Monday, May 30, 2011
Gathering the tools
If you hear a voice within you say "you cannot paint," then by all means paint, and that voice will be silenced.
- Vincent van Gogh
Yesterday morning I woke up and knew that I needed to paint the railing on the porch quickly because there was an open house at my house from 12-2 and a half (craggily) painted railing doesn't exactly scream buy me! (as a side note I promise someday not so much will be about houses but that is where I'm at these days)

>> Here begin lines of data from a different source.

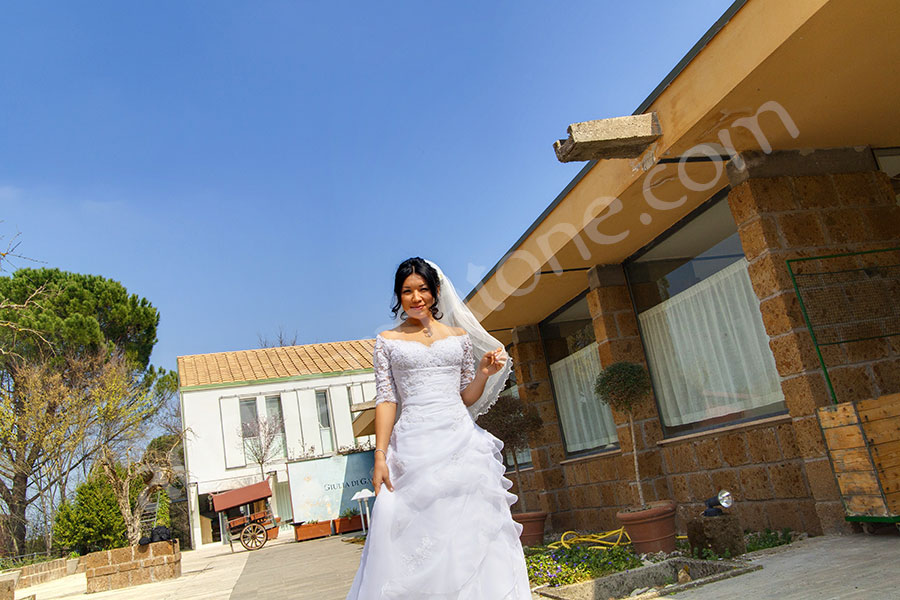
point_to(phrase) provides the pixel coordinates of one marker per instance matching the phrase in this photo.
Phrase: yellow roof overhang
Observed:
(832, 65)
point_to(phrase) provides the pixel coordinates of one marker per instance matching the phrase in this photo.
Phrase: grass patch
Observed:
(563, 566)
(767, 539)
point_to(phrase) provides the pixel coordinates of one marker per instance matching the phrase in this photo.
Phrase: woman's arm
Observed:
(473, 380)
(385, 413)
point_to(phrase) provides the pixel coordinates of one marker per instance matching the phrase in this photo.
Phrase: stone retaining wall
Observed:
(132, 565)
(41, 572)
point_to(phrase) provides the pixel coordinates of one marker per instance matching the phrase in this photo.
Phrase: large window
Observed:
(249, 426)
(326, 432)
(276, 425)
(701, 325)
(574, 362)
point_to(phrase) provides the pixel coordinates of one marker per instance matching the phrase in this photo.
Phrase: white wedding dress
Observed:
(445, 532)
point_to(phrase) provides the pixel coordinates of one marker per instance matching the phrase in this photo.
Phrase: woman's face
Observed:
(415, 297)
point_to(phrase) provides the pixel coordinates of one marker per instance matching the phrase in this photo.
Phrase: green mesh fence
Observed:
(848, 298)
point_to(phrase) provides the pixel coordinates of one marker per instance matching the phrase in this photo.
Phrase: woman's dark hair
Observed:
(419, 267)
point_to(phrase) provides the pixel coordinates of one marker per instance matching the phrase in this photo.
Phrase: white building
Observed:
(314, 390)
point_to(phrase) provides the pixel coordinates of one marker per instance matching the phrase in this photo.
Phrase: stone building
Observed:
(777, 137)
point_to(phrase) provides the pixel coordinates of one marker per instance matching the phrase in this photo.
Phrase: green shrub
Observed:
(543, 570)
(92, 521)
(767, 539)
(162, 509)
(562, 566)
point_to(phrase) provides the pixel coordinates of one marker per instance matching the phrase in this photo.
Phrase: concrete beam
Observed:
(619, 137)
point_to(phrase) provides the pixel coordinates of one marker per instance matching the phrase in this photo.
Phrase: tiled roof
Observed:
(272, 363)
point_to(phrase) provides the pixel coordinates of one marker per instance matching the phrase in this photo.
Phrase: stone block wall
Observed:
(840, 203)
(760, 465)
(132, 565)
(541, 484)
(777, 467)
(41, 572)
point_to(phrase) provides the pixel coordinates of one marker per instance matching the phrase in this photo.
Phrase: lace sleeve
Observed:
(384, 380)
(467, 373)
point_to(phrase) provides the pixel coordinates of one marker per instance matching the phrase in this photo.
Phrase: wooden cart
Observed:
(248, 515)
(863, 441)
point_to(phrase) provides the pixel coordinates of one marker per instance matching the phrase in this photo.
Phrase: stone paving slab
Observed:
(317, 569)
(851, 567)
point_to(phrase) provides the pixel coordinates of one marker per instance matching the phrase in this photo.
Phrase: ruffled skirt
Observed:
(445, 532)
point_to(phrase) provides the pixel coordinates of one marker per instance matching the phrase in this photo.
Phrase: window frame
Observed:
(330, 413)
(667, 431)
(562, 433)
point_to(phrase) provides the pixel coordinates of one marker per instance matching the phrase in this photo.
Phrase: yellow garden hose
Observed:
(608, 539)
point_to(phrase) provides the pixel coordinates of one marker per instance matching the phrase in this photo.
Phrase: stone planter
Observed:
(309, 531)
(651, 529)
(132, 565)
(532, 527)
(347, 524)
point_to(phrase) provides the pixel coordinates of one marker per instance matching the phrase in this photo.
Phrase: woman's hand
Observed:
(492, 362)
(380, 474)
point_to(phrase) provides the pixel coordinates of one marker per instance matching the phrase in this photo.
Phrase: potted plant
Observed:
(651, 527)
(307, 530)
(512, 422)
(348, 521)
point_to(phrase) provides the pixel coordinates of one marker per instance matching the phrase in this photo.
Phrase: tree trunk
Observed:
(17, 511)
(519, 481)
(637, 473)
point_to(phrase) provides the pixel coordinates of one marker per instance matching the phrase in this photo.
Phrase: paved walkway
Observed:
(206, 574)
(853, 567)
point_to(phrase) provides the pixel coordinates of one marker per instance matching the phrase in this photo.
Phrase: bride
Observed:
(441, 526)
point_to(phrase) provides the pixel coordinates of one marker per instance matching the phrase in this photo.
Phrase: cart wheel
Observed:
(253, 536)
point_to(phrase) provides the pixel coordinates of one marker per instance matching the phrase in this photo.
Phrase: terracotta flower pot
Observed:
(347, 524)
(651, 529)
(308, 531)
(532, 527)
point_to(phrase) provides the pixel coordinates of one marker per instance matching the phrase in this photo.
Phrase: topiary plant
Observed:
(512, 422)
(623, 385)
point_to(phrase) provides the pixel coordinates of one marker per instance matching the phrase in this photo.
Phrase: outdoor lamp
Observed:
(714, 505)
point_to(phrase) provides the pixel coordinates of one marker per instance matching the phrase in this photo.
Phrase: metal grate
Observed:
(849, 297)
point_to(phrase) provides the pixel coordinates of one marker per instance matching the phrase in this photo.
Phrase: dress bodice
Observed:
(415, 374)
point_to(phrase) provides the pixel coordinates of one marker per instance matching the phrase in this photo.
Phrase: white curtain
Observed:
(587, 423)
(708, 350)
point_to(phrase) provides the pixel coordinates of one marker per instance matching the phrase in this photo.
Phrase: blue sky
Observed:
(255, 166)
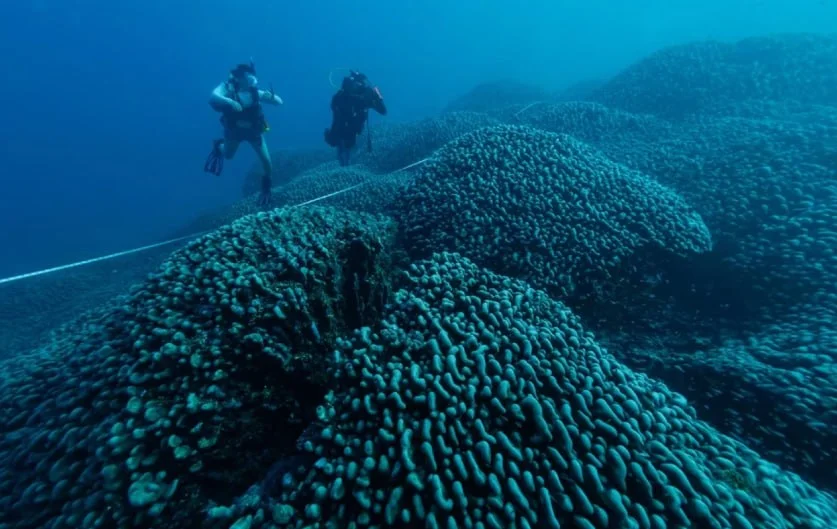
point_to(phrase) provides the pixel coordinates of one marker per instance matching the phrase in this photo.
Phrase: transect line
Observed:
(171, 241)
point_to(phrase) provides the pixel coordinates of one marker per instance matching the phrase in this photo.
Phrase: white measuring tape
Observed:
(185, 237)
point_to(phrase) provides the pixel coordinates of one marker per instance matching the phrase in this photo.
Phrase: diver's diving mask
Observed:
(250, 80)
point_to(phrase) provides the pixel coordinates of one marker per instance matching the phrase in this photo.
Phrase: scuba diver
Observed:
(239, 100)
(350, 112)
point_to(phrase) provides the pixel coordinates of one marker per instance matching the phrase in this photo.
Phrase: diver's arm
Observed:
(375, 101)
(270, 97)
(219, 100)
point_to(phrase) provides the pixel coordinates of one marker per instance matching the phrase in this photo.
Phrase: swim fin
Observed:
(215, 161)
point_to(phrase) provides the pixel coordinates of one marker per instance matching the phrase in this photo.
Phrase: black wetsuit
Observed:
(350, 111)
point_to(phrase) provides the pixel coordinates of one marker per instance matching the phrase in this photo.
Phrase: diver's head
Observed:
(244, 75)
(355, 82)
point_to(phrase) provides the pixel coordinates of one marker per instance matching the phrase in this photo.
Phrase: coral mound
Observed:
(482, 403)
(187, 391)
(543, 207)
(682, 80)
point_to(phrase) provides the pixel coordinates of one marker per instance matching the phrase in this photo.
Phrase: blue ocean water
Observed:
(105, 147)
(581, 276)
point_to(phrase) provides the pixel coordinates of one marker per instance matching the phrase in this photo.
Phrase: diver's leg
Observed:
(229, 145)
(260, 146)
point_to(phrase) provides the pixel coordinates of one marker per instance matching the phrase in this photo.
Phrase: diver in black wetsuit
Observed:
(239, 101)
(350, 112)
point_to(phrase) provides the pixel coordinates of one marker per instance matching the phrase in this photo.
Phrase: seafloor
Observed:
(608, 308)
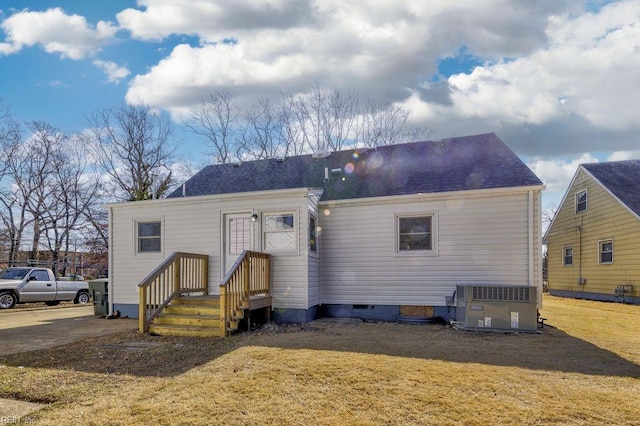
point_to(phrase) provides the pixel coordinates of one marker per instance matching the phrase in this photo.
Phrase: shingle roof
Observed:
(622, 178)
(456, 164)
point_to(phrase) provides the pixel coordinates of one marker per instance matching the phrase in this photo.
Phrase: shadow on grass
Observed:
(140, 355)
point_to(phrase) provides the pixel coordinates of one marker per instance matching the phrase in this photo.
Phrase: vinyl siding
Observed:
(479, 240)
(605, 218)
(194, 225)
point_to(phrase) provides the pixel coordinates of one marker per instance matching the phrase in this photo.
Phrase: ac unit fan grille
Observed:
(507, 294)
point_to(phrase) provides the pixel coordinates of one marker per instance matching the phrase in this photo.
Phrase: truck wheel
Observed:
(82, 297)
(7, 300)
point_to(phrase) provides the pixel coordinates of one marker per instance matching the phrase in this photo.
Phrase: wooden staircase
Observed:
(174, 299)
(199, 316)
(189, 316)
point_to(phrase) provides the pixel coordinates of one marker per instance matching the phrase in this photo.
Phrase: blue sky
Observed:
(557, 81)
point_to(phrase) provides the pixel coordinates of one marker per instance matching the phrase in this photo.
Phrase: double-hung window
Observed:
(149, 237)
(279, 231)
(567, 256)
(581, 201)
(605, 249)
(415, 233)
(313, 234)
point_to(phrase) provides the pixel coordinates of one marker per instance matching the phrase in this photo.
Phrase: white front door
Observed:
(238, 237)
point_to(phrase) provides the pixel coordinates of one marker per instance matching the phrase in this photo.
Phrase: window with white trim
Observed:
(415, 233)
(279, 231)
(149, 237)
(605, 249)
(581, 201)
(567, 256)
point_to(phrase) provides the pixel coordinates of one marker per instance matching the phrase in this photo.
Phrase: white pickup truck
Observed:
(26, 285)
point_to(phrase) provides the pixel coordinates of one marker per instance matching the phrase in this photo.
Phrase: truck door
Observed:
(38, 287)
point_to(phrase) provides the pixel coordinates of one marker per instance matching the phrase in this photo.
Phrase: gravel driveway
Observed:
(28, 330)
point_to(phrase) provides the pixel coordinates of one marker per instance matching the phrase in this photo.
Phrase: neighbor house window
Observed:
(581, 201)
(415, 233)
(567, 256)
(279, 232)
(313, 234)
(149, 237)
(606, 251)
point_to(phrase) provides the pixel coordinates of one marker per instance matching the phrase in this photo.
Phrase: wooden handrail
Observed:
(249, 276)
(180, 273)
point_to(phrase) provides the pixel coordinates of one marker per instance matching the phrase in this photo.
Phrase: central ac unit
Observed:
(499, 307)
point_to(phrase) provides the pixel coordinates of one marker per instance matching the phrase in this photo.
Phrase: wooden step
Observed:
(188, 319)
(198, 300)
(184, 330)
(192, 310)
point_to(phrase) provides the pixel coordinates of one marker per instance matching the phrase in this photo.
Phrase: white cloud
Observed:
(556, 174)
(114, 72)
(68, 35)
(383, 48)
(555, 80)
(624, 155)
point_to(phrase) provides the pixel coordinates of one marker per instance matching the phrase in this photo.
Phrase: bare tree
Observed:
(385, 123)
(320, 120)
(132, 144)
(14, 192)
(215, 119)
(262, 134)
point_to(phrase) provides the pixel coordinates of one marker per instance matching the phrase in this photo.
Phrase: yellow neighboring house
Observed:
(593, 241)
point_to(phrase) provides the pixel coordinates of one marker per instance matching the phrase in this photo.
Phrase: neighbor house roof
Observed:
(621, 178)
(456, 164)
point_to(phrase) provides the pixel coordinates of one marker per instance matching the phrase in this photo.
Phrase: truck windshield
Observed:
(14, 273)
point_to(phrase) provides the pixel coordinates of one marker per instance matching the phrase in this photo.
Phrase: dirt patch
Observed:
(12, 411)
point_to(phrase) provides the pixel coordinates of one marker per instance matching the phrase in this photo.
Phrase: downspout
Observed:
(531, 237)
(110, 266)
(580, 279)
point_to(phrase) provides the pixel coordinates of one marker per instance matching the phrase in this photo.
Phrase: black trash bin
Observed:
(99, 291)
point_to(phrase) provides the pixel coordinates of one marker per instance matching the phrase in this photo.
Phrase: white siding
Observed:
(479, 240)
(194, 225)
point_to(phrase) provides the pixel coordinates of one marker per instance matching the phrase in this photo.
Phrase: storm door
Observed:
(238, 237)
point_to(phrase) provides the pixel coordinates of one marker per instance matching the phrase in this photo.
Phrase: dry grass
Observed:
(584, 370)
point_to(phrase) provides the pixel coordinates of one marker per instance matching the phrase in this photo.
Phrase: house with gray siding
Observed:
(369, 233)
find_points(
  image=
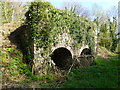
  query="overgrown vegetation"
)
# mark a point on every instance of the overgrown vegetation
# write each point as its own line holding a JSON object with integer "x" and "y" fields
{"x": 102, "y": 75}
{"x": 46, "y": 23}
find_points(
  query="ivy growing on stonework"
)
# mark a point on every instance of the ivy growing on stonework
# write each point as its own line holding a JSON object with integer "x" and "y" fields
{"x": 47, "y": 22}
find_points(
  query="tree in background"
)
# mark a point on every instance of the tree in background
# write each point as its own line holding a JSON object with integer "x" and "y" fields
{"x": 107, "y": 27}
{"x": 13, "y": 11}
{"x": 76, "y": 8}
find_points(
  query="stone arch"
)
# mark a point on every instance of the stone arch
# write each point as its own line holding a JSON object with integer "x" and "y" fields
{"x": 82, "y": 48}
{"x": 62, "y": 58}
{"x": 86, "y": 51}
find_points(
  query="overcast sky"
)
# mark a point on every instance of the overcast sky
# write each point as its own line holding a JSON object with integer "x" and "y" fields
{"x": 104, "y": 4}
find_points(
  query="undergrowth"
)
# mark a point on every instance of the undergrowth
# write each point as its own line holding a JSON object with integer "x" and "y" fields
{"x": 102, "y": 75}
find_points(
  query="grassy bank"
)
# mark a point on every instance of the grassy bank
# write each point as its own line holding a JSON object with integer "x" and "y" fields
{"x": 102, "y": 75}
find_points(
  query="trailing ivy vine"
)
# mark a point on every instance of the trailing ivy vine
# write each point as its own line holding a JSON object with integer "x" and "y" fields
{"x": 47, "y": 22}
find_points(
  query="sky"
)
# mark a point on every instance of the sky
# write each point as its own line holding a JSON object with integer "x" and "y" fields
{"x": 105, "y": 4}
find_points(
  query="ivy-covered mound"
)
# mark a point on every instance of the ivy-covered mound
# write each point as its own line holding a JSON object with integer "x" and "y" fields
{"x": 46, "y": 22}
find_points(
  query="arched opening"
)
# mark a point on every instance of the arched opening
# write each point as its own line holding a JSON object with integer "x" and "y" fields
{"x": 62, "y": 57}
{"x": 86, "y": 51}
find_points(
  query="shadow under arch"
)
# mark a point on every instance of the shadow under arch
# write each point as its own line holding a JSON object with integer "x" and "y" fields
{"x": 86, "y": 51}
{"x": 62, "y": 58}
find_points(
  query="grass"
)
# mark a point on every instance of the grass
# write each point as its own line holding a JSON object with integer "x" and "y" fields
{"x": 102, "y": 75}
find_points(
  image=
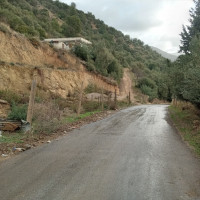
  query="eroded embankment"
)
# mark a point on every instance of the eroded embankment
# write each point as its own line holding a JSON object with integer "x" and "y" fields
{"x": 59, "y": 72}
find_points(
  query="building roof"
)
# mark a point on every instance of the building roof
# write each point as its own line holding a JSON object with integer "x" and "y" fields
{"x": 72, "y": 39}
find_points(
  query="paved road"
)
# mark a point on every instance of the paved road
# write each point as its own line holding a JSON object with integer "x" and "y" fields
{"x": 133, "y": 155}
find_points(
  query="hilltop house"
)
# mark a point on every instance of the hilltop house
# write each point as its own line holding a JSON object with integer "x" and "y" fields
{"x": 67, "y": 43}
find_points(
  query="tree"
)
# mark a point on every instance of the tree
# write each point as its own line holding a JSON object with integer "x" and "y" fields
{"x": 192, "y": 30}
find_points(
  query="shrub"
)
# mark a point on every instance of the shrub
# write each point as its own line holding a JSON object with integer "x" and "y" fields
{"x": 81, "y": 52}
{"x": 46, "y": 117}
{"x": 18, "y": 112}
{"x": 92, "y": 88}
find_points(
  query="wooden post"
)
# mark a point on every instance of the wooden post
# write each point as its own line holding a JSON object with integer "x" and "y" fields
{"x": 109, "y": 100}
{"x": 80, "y": 100}
{"x": 115, "y": 100}
{"x": 32, "y": 98}
{"x": 102, "y": 104}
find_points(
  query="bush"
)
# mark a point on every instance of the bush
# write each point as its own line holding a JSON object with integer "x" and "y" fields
{"x": 91, "y": 88}
{"x": 81, "y": 52}
{"x": 46, "y": 117}
{"x": 18, "y": 112}
{"x": 89, "y": 106}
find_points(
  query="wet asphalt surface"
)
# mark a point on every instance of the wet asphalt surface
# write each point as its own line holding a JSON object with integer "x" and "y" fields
{"x": 134, "y": 154}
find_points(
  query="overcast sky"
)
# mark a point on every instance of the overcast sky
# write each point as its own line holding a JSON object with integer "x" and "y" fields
{"x": 156, "y": 22}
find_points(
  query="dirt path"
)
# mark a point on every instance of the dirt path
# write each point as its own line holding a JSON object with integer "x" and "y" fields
{"x": 133, "y": 154}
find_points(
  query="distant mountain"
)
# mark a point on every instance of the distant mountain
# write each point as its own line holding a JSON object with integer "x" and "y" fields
{"x": 171, "y": 57}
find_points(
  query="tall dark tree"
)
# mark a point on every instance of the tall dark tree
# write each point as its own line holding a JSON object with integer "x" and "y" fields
{"x": 192, "y": 30}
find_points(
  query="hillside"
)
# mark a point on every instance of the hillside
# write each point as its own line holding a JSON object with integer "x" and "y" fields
{"x": 165, "y": 54}
{"x": 111, "y": 50}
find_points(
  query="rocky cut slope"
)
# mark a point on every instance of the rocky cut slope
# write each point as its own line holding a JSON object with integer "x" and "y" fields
{"x": 59, "y": 72}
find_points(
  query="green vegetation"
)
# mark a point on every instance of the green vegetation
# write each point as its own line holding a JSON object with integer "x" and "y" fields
{"x": 186, "y": 119}
{"x": 12, "y": 138}
{"x": 110, "y": 51}
{"x": 180, "y": 79}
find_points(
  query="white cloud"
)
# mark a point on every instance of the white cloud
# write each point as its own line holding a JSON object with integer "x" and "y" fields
{"x": 156, "y": 22}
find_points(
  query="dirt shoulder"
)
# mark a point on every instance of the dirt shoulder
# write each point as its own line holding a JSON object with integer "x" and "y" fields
{"x": 24, "y": 142}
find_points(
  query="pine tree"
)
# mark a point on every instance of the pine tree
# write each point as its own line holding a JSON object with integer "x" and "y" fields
{"x": 192, "y": 30}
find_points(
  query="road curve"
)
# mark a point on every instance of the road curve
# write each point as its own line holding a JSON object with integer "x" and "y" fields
{"x": 134, "y": 154}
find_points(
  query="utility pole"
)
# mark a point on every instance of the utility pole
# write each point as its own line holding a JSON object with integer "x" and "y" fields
{"x": 32, "y": 98}
{"x": 80, "y": 100}
{"x": 129, "y": 98}
{"x": 102, "y": 104}
{"x": 115, "y": 100}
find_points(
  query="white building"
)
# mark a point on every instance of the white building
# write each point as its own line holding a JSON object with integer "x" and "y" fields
{"x": 67, "y": 43}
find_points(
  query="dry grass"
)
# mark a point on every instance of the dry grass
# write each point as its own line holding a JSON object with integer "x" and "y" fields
{"x": 186, "y": 117}
{"x": 47, "y": 117}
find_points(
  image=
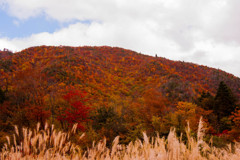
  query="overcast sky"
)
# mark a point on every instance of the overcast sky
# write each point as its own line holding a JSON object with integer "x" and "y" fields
{"x": 200, "y": 31}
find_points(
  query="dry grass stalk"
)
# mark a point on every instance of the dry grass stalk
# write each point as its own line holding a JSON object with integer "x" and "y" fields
{"x": 40, "y": 144}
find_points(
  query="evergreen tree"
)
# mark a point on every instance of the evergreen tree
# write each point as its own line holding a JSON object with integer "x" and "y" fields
{"x": 225, "y": 102}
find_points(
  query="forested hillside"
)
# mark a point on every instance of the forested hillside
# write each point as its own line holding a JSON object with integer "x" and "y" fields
{"x": 111, "y": 91}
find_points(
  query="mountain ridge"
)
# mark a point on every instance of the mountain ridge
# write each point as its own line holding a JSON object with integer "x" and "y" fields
{"x": 100, "y": 61}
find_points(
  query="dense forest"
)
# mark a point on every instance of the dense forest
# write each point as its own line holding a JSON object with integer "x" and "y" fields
{"x": 111, "y": 91}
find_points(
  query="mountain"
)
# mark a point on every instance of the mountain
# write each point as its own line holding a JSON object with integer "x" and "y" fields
{"x": 112, "y": 91}
{"x": 108, "y": 74}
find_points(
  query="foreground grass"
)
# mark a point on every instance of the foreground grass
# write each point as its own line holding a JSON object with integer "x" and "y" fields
{"x": 50, "y": 144}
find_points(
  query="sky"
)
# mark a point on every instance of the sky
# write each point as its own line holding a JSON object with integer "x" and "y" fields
{"x": 206, "y": 32}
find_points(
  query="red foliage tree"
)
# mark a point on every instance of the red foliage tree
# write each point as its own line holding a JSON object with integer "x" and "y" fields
{"x": 77, "y": 112}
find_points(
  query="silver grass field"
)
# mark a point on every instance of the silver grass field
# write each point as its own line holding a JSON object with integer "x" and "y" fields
{"x": 50, "y": 144}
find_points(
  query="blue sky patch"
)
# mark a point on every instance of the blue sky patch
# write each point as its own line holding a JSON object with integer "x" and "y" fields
{"x": 14, "y": 28}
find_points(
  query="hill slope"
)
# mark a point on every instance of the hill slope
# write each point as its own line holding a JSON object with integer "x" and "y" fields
{"x": 107, "y": 71}
{"x": 111, "y": 91}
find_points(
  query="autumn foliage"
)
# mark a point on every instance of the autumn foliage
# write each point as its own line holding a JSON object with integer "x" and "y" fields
{"x": 111, "y": 91}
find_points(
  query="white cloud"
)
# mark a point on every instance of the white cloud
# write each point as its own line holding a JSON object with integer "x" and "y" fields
{"x": 202, "y": 31}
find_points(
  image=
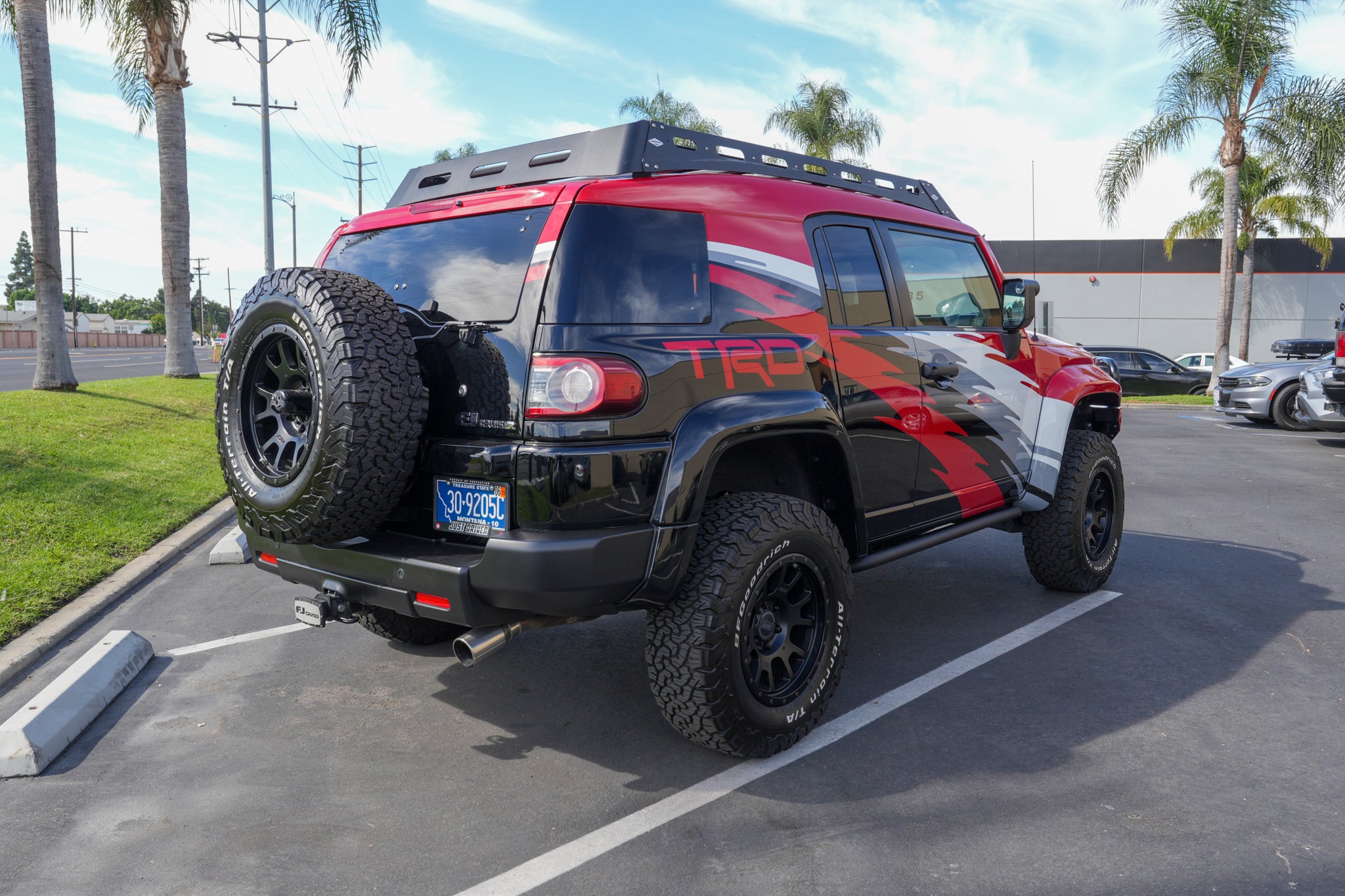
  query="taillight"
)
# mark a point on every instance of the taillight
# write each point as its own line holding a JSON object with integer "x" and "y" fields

So I grabbed a (1) brush and the can of paint and set to work. The brush I'd grabbed was bristled and worked really well for everywhere other than the tops of the up and down parts and since there are approximately ten million of those I went and found a sponge brush to do that part and was amazed at how much the right tools for the job made it easier (though certainly not less tedious I still hate painting).
And this brought me to thinking about recovery and how I have the right tools I just need to pick them up and start using them. So in my head while I was painting I thought about what tools I needed (really anything to distract me from the tediousness at hand)
A primary care physician who knows my problems
A therapist who listens and empathizes but doesn't let me dole out crap I cants
A psychiatrist who pays attention to what I'm saying (and what I'm not) and stays on top if my meds
A husband who does his best to give me a safe place and if that means holding my head while I puke and pretending that this is normal than that's fine.
A family that loves me enough to know when I need to be alone and when I don't
And friends who keep in touch
And a close friend who keeps me accountable even when I don't want to be, and is willing (and capable) of accepting the "wrath of Joy" when I'm mad at ---.
Those really are all the tools anyone needs to get as better as they are capable of getting.
BUT similarly to yesterday while I was painting I need to gather my tools and use the right tool for the job. I haven't yet, and they're all there waiting - being used here and there but really waiting to come out of the toolbox for the big job... And that's up to me, and that might be the hardest decision I make and will certainly be the hardest fixer up i have in me!
+++do you ever have epiphanies while sound miserable chores (have I mentioned I HATE to paint?)+++
PS - do you like to paint? If you do, when I buy the new house (wherever that might be) would you like to come paint???